In our study, we observed cytoplasmic positivity of IDH-1 in 9 out of 70 cases. Hence 12.9% of our cases were classified as Astrocytoma, IDH mutant, WHO grade 4. We found a significant association between IDH-1 expression and age of patients (P value= 0.007) as well as with the mean larger size of the tumor (P value= 0.011). However, we did not report any significant correlation between IDH-1 expression and gender (0.815), tumor site (0.520), histological variants (0.879), or history of recurrence (0.167).

Regarding ALK-1 expression, we detected positive cytoplasmic expression in 16 out of 70 cases (22.9%). We did not report any significant correlation between ALK-1 expression and any of the studied parameters: age (0.533), gender (0.082), tumor site (0.096), tumor size (0.064), histological variants (0.354), or history of recurrence (0.188). However, it is worth noting that a majority of the ALK-1 positive cases were older than the mean age, and ALK-1 expression was more frequently observed in larger tumors.

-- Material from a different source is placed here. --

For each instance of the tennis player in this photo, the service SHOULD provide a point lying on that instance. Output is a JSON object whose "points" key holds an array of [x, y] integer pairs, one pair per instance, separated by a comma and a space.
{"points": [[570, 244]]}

A summary of the correlation between ALK-1 and IDH-1 expression and various pathological characteristics is presented in Table 2, Figure 2 displays the immunostaining of Gliomas, WHO grade 4 with IDH-1 and ALK-1. Among the cases studied, 45 showed negative staining for both ALK-1 and IDH-1. Interestingly, ALK-1 expression (100%) was exclusively observed in the more aggressive IDH-R132H negative GB cases, as shown in Table 3.

Table 2.

Correlation of IDH-1 and ALK-1 Expression with Various Clinicopathological Characteristics among the Studied Gliomas, WHO Grade 4 Cases

Parameter	IDH-1		P value	ALK-1		P value
	Positive (% within parameter)	Negative (% within parameter)		Positive (% within parameter)	Negative (% within parameter)
Age (years)			0.007*			0.533
≥48	2 (4.5)	42 (95.5)		9 (20.5)	35 (79.5)
<48	7 (26.9)	19 (73.1)		7 (26.9)	19 (73.1)
Gender			0.815			0.082
Male	6 (12.2)	43 (87.8)		14 (28.6)	35 (71.4)
Female	3 (14.3)	18 (85.7)		2 (9.5)	19 (90.5)
Site			0.52			0.096
Frontal lobe	3 (10.7)	25 (89.3)		7 (25)	21 (75)
Parietal lobe	3 (16.7)	15 (83.3)		2 (11.1)	16 (88.9)
Temporal lobe	0 (0)	12 (100)		4 (33.3)	8 (66.7)
Occipital lobe	2 (33.3)	4 (66.7)		0 (0)	6 (100)
Corpus callosum	1 (25)	3 (75)		1 (25)	3 (75)
Third ventricle	0 (0)	1 (100)		1 (100)	0 (0)
Thalamus	0 (0)	1 (100)		1 (100)	0 (0)
Size (cm)			0.011*			0.064
≥5	9 (20.9)	34(79.1)		13 (30.2)	30 (69.8)
<5	0 (0)	27 (100)		3 (11.1)	24 (88.9)
Histological variant			0.879			0.354
Classic	7 (12.7)	48 (87.3)		11 (20)	44 (80)
Oligodendroglial features	2 (20)	8 (80)		3 (30)	7 (70)
Gliosarcoma	0 (0)	3 (100)		1 (33.3)	2 (66.7)
Giant cell	0 (0)	1 (100)		1 (100)	0 (0)
Epithelioid	0 (0)	1 (100)		0 (0)	1 (100)
Recurrence			0.167			0.188
Recurrent	3 (25)	9 (75)		1 (8.3)	11 (91.7)
Non-recurrent	6 (10.3)	52 (89.7)		15 (25.9)	43 (74.1)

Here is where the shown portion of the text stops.